There are no photos because David and I sat in front of Bath Abbey, and just tore it into it facefirst.

We are so ready for the Fruit Shelf.

Church fatigue, never got it.
What a...unique set of watery folds.
Dharma took us on one of his usual epic walks around London, and this time we hit up St. Ermin's with its secret tunnel to Parliament and Westminster Cathedral's sooty brick domes. 

Gentle prep for my Turkey trip!


Dharma really needs to give up his dream of having his beardy face on a train and start a walking tour company. 

Or smiley diplomat to the world's nations or something.

And then it was time to put David back on an airplane, and it felt good to say bye knowing that I wouldn't have to leave next time I see him in June.

Cast courts in V&A are pretty glorious.
We had a very British morning queuing for 1.5 hours for Valsakhi in the mechanic egg of City Hall.
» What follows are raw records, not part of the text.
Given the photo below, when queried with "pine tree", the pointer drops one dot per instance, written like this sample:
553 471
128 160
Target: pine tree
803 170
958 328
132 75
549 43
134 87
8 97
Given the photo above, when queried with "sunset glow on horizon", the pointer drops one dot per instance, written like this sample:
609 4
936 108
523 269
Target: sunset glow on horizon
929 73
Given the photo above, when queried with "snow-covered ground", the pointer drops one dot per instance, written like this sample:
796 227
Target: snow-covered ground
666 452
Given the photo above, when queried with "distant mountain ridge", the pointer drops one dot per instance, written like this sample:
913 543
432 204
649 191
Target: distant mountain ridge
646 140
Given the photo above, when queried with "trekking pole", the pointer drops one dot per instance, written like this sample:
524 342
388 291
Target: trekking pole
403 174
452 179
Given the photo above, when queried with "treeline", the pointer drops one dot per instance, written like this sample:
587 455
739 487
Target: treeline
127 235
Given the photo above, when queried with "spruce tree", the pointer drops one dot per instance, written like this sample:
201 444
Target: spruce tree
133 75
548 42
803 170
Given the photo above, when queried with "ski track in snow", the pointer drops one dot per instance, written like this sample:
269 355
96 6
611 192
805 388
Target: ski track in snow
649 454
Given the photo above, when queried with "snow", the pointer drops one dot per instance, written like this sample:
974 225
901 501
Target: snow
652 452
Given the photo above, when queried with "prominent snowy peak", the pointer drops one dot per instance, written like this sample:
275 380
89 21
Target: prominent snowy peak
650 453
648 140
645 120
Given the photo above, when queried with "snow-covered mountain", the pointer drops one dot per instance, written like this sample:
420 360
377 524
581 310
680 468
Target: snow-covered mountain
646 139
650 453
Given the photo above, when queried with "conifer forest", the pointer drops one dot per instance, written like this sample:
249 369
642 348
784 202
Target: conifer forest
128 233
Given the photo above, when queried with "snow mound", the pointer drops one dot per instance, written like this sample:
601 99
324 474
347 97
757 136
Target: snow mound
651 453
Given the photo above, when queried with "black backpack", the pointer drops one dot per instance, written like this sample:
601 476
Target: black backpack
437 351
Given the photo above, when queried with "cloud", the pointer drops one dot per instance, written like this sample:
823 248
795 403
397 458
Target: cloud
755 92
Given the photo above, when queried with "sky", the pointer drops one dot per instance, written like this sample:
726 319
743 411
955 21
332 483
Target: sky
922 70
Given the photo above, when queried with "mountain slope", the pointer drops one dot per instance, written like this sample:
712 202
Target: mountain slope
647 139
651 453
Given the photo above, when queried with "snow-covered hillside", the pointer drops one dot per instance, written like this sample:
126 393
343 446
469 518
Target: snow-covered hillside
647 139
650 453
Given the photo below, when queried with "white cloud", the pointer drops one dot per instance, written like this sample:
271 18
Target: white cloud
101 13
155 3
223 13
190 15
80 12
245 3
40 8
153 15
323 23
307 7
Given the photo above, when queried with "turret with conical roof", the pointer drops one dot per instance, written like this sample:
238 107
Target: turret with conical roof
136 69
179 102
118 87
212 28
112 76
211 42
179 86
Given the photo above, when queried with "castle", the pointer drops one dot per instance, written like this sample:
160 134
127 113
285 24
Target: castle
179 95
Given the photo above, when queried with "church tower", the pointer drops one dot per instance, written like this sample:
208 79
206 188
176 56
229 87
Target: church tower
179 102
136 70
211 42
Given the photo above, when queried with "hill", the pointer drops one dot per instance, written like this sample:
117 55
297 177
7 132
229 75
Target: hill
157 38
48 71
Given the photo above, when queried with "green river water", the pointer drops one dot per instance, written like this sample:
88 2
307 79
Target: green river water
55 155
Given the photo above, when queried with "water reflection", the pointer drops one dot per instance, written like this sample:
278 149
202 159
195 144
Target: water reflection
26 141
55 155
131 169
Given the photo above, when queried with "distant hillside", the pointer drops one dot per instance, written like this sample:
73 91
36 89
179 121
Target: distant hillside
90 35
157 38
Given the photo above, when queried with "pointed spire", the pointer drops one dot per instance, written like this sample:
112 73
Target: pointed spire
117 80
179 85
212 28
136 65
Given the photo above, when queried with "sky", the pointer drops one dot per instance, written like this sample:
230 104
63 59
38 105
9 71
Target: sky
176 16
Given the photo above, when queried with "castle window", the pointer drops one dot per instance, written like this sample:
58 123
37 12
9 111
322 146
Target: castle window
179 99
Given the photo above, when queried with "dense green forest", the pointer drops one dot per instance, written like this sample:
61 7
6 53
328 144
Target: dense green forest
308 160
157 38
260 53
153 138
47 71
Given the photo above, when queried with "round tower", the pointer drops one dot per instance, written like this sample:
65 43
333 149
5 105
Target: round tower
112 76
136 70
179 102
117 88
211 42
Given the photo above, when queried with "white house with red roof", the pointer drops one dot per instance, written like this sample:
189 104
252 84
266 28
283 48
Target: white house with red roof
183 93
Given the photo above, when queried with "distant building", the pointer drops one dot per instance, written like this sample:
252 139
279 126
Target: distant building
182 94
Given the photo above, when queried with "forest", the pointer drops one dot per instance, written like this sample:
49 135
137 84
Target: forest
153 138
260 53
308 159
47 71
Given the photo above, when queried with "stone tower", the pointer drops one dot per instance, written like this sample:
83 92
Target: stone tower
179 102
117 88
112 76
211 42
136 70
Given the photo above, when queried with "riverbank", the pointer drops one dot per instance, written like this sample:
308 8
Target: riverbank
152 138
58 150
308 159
Spiraling staircases led to an endless Indian roti pile with a panoramic terrace overlooking Tower Bridge and the London skyline.

Kirtan all day, so the quiet singing of harmoniums wafted up to where we are told that we must drink raw milk for the sake of our health. 

I need to learn to play tabla drums.



Shining day of Surprise Tuesday off, so Zorah and I were camped out by the Victoria Park bandstand before 11 am. 

Gregory Alan Isakov singing about San Francisco and sunny California, and all I did was read in the sun and eat berries.

Canal boat barbecue!

"Straight men don't feed ducks together" is a nugget of Dharma wisdom I'll tuck away for posterity,

Whether cemetery wandering or pagoda napping, it's good to have friends who are down for anything.

KARL MARX in Highgate Cemetery
Victor Hugo got up at dawn and didn't even look at the harbor ships.
Lambchoppin'
I don't think there's enough Yorkshire pudding.